Ubisoft DRM Causes Huge Headaches for Gamers

Dennis Faas's picture

It's no secret: protecting PC games from piracy is a very difficult task. However, Ubisoft, one of the world's biggest game companies, recently introduced a digital rights management (DRM) system that attempted to curtail this issue: problem is, it hasn't worked out particularly well for gamers or Ubisoft.

Video game publisher Ubisoft, based in Montreal, Quebec, Canada, is an all-star gaming company. Known for its Tom Clancy-based titles Splinter Cell and Endwar, as well as the popular Prince of Persia franchise, most casual gamers have encountered their products at least once.

Unfortunately, with popularity must come piracy, as many players turn to torrent sites to download Ubisoft games rather than dole out their hard-earned cash at retailers like EB Games, Gamestop, or Best Buy.

Ubisoft Web Authentication System Fails

As a solution, Ubisoft last week unveiled a DRM system for its very popular Assassin's Creed II. Run by Ubisoft from five servers, the apparatus required gamers to authenticate their copies of the game each time they played by logging into Ubi.com accounts.

It sounds like a reasonable system -- so long as one has access to the Internet.
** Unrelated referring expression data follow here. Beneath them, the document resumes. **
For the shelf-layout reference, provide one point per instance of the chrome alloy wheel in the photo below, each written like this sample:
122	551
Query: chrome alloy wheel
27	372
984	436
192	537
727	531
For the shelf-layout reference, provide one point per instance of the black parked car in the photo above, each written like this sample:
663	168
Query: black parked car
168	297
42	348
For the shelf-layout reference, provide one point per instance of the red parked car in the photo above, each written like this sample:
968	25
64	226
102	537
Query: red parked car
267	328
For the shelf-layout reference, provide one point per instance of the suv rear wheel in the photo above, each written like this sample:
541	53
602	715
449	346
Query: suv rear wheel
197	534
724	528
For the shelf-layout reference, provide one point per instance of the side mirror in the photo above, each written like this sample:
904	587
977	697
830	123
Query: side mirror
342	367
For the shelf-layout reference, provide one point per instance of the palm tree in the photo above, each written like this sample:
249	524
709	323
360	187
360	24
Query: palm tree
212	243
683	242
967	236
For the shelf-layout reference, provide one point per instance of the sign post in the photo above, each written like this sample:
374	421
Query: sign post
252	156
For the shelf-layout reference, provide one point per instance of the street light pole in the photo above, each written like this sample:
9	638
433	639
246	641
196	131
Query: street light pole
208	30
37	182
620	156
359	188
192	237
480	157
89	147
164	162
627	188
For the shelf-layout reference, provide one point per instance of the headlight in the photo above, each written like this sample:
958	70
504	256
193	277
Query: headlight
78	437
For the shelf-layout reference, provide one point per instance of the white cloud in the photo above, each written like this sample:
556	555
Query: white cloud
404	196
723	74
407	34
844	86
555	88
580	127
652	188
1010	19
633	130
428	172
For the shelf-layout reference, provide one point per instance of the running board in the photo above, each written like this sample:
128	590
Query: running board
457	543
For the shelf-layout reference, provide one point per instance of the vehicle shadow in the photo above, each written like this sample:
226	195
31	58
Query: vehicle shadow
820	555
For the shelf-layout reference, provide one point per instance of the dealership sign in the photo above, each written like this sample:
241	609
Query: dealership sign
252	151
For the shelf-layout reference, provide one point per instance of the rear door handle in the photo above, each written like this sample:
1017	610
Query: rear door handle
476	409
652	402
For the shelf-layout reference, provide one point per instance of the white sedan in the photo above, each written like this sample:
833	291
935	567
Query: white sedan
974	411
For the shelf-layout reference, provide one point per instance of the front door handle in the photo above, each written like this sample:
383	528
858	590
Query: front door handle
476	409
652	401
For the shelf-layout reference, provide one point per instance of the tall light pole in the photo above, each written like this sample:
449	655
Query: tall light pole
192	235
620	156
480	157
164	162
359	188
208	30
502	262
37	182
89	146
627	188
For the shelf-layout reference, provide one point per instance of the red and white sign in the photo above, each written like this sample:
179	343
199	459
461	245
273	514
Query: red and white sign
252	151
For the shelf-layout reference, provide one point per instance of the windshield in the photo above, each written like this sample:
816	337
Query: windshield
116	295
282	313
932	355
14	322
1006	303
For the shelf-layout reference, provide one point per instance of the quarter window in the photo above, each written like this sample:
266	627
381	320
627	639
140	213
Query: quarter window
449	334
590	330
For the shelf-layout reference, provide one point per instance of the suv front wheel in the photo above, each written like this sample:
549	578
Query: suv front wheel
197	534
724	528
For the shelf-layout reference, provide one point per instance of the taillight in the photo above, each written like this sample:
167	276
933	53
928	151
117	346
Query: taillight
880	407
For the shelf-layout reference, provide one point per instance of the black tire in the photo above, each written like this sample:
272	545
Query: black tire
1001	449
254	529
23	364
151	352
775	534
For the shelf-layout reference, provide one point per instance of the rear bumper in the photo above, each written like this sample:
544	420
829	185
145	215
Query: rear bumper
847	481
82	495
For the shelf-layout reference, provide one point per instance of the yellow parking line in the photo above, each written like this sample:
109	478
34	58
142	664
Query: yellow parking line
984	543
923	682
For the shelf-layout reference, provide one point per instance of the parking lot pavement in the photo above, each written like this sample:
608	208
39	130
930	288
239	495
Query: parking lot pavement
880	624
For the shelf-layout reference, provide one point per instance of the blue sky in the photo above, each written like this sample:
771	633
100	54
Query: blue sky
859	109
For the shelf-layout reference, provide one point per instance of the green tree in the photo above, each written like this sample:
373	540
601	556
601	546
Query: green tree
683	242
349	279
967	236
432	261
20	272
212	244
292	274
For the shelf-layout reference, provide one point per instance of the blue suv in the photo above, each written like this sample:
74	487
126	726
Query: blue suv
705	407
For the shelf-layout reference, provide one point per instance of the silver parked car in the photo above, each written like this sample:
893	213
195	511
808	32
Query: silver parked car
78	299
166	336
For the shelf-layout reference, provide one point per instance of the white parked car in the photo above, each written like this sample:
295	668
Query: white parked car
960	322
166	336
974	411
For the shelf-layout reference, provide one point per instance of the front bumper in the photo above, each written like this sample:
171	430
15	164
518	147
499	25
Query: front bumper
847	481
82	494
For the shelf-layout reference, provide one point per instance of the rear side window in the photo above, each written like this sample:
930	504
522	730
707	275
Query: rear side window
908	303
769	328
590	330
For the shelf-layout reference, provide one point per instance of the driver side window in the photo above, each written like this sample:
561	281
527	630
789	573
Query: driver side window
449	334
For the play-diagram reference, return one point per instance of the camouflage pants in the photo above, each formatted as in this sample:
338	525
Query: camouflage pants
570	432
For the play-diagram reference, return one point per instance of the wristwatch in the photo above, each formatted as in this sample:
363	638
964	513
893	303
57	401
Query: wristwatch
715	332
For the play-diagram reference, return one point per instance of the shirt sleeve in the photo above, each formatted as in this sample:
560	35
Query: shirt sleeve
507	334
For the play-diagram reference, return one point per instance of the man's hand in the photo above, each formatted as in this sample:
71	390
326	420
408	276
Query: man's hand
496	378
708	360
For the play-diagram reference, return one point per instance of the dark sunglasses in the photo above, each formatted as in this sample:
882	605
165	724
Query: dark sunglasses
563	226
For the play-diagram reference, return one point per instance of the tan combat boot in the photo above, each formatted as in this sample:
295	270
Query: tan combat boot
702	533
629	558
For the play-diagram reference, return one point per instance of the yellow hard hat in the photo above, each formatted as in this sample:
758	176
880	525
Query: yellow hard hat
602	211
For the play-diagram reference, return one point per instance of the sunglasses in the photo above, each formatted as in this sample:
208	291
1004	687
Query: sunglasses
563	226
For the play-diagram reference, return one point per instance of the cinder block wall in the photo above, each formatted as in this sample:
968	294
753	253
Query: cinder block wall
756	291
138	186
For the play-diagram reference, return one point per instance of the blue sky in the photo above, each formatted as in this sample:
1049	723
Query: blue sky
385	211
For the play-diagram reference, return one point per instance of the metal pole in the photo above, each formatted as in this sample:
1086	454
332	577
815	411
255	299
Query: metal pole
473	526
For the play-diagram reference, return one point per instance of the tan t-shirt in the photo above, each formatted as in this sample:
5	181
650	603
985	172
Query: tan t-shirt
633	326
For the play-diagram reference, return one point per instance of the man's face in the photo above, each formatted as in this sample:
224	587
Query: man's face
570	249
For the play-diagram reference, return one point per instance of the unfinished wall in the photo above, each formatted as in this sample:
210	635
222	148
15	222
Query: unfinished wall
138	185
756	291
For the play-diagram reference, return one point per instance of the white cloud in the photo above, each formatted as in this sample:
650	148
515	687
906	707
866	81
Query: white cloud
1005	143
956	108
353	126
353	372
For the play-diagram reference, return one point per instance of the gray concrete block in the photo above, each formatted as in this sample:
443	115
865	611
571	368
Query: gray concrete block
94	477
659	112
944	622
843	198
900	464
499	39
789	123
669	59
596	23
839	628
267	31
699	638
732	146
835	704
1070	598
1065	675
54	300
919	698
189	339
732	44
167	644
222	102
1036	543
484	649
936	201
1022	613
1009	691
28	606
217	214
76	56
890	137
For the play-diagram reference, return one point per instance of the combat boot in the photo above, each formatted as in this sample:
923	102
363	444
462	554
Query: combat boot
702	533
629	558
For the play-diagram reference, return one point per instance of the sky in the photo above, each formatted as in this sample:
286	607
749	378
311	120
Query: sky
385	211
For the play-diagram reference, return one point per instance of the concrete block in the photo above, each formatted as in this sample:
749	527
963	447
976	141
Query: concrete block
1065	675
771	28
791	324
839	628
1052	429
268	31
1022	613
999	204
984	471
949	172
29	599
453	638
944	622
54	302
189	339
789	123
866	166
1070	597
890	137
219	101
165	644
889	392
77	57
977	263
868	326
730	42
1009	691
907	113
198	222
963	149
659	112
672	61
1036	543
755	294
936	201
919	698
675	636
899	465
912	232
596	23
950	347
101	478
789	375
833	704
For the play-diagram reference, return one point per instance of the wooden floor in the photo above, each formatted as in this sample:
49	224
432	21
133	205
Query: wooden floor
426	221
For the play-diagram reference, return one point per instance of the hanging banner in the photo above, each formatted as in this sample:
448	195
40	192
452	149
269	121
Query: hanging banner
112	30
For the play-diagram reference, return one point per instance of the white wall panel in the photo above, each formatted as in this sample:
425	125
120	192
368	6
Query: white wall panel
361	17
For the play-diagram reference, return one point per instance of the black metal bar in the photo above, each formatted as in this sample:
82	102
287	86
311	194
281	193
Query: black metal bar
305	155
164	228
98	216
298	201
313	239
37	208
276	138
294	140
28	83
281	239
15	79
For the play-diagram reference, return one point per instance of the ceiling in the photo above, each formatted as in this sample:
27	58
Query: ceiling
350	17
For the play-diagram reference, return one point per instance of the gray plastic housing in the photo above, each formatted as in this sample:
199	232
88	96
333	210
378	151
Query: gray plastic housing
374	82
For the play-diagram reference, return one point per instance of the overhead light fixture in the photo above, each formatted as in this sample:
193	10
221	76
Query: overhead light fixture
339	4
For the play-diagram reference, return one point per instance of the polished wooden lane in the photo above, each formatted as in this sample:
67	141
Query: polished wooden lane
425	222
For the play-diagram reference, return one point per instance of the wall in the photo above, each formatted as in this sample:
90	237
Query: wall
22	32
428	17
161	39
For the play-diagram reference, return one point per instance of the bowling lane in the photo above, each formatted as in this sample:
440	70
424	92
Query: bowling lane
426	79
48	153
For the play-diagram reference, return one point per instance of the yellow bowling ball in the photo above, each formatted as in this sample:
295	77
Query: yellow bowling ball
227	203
However, within 24 hours hackers have already cracked the DRM protection. Piracy gurus The Skid Rowdies recently released a crack via an NFO file that allows downloaders to work their way around Ubisoft's system. There's no word how popular the crack has become thus far. (Source: theinquirer.net)

DRM Servers Fail to Protect, or Work

As of this past Sunday, the DRM servers weren't working properly, meaning many players were locked out of their accounts, and, if successful in getting past security, found their play time was compromised by brutal load times.

Ubisoft reacted by blaming the popularity of the game: "Due to exceptional demand, we are currently experiencing difficulties with the Online Service Platform. This does not affect customers who are currently playing, but customers attempting to start a game may experience difficulty in accessing our servers. We are currently working to resolve this issue and apologize for any inconvenience," said a UK forum manager. (Source: fragland.net)

Ubisoft deserves credit for trying a system that might limit the illegal downloading of its product. Unfortunately, putting together such a shoddy DRM system -- in fact, one that requires a log-in even for single-player -- might just end up limiting the number of sales for Assassin's Creed II.